At this point I asked myself, what was I expecting from starting this blog? I'm still asking myself that question. I think the answer is coming to me now. I was hoping this blog would spur me to write. I used to write for a living, first as a reporter for a small daily, then as an editor of a small computer magazine, then as a technical writer. (I still am, technically, a technical writer though I don't write any more and haven't for a few years.) But it hasn't and writing doesn't come easy to me any more. It's odd because I can remember writing concert and album reviews, along with front-page articles about proposed changes to a municipality's trash pick-up operations and city budgets. I'd write short stories and short screenplays for short films after writing articles about Sun Microsystems' latest incarnation of the Sparc chip. I'd write comic pieces for a short-lived, limited-printing, self-funded magazine.

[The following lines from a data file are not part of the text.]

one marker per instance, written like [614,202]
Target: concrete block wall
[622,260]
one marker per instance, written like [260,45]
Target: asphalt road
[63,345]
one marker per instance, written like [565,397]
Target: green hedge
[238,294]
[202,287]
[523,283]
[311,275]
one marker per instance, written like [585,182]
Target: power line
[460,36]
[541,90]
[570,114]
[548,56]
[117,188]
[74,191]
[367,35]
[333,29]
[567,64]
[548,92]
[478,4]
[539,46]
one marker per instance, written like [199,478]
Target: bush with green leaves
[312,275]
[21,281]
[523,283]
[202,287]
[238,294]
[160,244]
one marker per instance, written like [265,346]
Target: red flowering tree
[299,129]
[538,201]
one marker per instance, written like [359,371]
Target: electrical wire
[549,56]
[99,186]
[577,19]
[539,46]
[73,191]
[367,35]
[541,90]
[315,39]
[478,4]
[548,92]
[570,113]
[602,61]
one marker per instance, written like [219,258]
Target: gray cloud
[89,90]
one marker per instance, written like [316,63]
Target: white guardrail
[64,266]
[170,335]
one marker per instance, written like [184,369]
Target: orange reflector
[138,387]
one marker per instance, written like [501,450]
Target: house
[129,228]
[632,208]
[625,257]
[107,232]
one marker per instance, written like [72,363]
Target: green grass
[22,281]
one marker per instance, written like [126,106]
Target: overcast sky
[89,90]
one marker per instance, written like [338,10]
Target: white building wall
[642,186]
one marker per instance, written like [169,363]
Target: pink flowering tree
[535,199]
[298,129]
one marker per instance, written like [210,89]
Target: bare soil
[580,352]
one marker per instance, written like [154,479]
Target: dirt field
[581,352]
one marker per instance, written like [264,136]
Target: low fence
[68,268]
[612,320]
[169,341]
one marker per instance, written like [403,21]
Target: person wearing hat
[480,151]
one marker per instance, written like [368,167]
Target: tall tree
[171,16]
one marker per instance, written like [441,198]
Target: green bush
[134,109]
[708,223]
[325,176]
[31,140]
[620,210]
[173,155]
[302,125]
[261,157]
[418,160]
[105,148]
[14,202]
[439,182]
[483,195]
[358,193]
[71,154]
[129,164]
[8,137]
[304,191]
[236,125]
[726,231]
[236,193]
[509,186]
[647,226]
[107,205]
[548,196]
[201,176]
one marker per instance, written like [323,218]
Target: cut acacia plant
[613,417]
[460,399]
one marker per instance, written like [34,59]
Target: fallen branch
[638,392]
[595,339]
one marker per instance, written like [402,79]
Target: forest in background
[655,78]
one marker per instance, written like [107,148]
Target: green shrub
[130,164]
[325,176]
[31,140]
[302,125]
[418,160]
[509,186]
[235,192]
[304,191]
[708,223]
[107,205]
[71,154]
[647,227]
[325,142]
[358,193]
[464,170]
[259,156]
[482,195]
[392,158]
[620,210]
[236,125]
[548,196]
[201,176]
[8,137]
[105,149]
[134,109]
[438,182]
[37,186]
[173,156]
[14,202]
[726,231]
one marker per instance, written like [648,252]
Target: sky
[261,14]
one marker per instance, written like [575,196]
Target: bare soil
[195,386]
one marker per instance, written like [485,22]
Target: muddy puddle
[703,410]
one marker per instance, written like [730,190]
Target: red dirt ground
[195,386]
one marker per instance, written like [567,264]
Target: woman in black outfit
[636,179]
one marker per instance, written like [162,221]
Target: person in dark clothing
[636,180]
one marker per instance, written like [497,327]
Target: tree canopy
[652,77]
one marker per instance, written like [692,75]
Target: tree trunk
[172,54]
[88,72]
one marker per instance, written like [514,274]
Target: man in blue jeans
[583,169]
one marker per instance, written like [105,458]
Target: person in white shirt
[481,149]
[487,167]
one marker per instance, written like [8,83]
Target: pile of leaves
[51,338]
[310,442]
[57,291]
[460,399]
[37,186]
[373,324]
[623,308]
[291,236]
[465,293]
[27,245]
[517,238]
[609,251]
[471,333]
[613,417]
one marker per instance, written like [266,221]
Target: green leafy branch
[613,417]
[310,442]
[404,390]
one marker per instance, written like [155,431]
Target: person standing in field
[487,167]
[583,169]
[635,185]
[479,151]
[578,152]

In short, I used to write a lot and it used to be very much a part of who I was.
So why hasn't this blog spurred me to write? I think that's the real question. I'm not sure of that either. I've been playing a lot of music lately (which is another passion of mine, but you wouldn't know it from this blog), but I'm not sure that's really eaten into blog time. I don't think I could use "lack of time" as an excuse. I haven't made writing a priority, and I was expecting to.
I think, eventually, I came to see myself as not a "good" writer. I'm not saying I'm a bad writer, but I think that a) I don't have the technical skills to "make a story come to life", b) even though I think I have some keen insights, I am constantly awed by the keen insights of other people that makes my insights look totally assailable, and c) I have a limited imagination. I think this last one is the main deal. I began to realize that art I really appreciated usually was done by people who just did thinks totally differently. The modal playing of Miles Davis, the paintings of Picasso, the writings of Tom Robbins. They think in ways that I just couldn’t even if I had their technical skills and all the time in the world. It’s quite humbling. And as I’ve grown to appreciate these things, it has diminished my “joy” in writing.
So, what now? Well, like I said, I’ve been playing music more, but I’m not breaking any new ground. I’m playing bass (an easy instrument to play) in country bands (an easy music to play). I no longer have the idea that I’m going to be part of “the next big thing”. So, I think this takes away some of the passion, but adds back a lot of the fun.
And maybe I should take a lesson from that. Maybe I should start writing again. Maybe I will.

1 Comments:

Blogger Tamara said...

I say find your creative outlet and go with it. Maybe it's writing words - music reviews, movie reviews, articles, fiction. Maybe it's not. Maybe it's writing music. Maybe it's arranging and rearranging music. Maybe it's creating fabulously funky (albeit "easy") baselines to fabulously "easy" C&W tunes. So what if it is. Create.